便潜血検査が陽性のとき、大腸がん以外に考えられる病気

編集部
便潜血検査が陽性でも、大腸がん以外の可能性はありますか?
柏木先生
はい。大腸がん以外にも大腸ポリープ、炎症性腸疾患(潰瘍性大腸炎・クローン病)、虚血性大腸炎、感染性腸炎などが考えられます。いずれも出血を伴うことがあり、便潜血検査だけでははっきりしないので、精密検査で区別します。
編集部
痔でも便潜血検査が陽性になるのでしょうか?
柏木先生
痔は最もよくある原因の1つです。特にいぼ痔や切れ痔では、便と一緒に出血することが多いため、陽性になる可能性があります。

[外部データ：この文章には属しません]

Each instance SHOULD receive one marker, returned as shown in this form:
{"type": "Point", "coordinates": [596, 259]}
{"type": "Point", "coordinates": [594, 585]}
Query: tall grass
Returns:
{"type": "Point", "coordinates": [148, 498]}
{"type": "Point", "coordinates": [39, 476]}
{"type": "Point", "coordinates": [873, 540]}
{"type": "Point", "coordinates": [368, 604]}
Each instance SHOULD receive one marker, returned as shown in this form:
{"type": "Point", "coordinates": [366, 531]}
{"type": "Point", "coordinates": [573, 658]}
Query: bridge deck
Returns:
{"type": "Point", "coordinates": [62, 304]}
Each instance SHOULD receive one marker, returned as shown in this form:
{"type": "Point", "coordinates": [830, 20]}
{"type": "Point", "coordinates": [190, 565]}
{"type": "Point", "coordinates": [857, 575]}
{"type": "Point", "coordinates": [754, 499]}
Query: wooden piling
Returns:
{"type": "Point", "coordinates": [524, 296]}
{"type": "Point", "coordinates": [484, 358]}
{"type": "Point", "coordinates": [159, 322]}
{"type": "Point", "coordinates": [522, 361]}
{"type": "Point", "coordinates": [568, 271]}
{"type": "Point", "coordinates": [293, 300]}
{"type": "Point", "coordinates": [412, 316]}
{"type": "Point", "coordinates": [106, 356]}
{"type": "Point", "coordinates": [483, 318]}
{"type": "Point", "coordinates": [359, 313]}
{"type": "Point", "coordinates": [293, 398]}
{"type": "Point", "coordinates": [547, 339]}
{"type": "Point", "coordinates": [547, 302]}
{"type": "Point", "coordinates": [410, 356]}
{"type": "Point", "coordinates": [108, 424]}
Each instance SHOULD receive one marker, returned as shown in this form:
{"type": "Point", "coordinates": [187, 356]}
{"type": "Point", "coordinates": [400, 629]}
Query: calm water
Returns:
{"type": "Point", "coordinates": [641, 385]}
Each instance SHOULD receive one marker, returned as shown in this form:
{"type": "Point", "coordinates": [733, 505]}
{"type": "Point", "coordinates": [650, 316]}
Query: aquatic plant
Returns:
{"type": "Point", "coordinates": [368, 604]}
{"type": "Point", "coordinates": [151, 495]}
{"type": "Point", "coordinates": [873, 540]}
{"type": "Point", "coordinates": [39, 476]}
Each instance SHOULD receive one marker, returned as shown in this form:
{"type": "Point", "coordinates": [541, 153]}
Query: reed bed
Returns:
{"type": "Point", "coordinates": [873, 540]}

ただし、痔だと思い込まず検査を受けることが重要です。実際に、「痔だろう」と自己判断してしまったけれど、後で検査したら進行がんだった、ということも多いのです。
編集部
炎症性腸疾患や感染性腸炎だと、どのような症状がありますか?
柏木先生
多くの場合、下痢や腹痛、発熱などの全身症状を伴います。潰瘍や炎症によって腸の粘膜が傷つき、便に血が混じります。放置すると病気のある部分ががん化したり、重篤な合併症を引き起こしたりすることもあります。症状が長引く場合は放置せず受診しましょう。
編集部
ポリープの場合は、どのように扱われるのですか?
柏木先生
ポリープは良性でも出血の原因になります。大腸がんの約9割は大腸ポリープが大きくなる過程でがん化して発生したものです。そのため、多くの場合は内視鏡検査で確認して、その場で切除します。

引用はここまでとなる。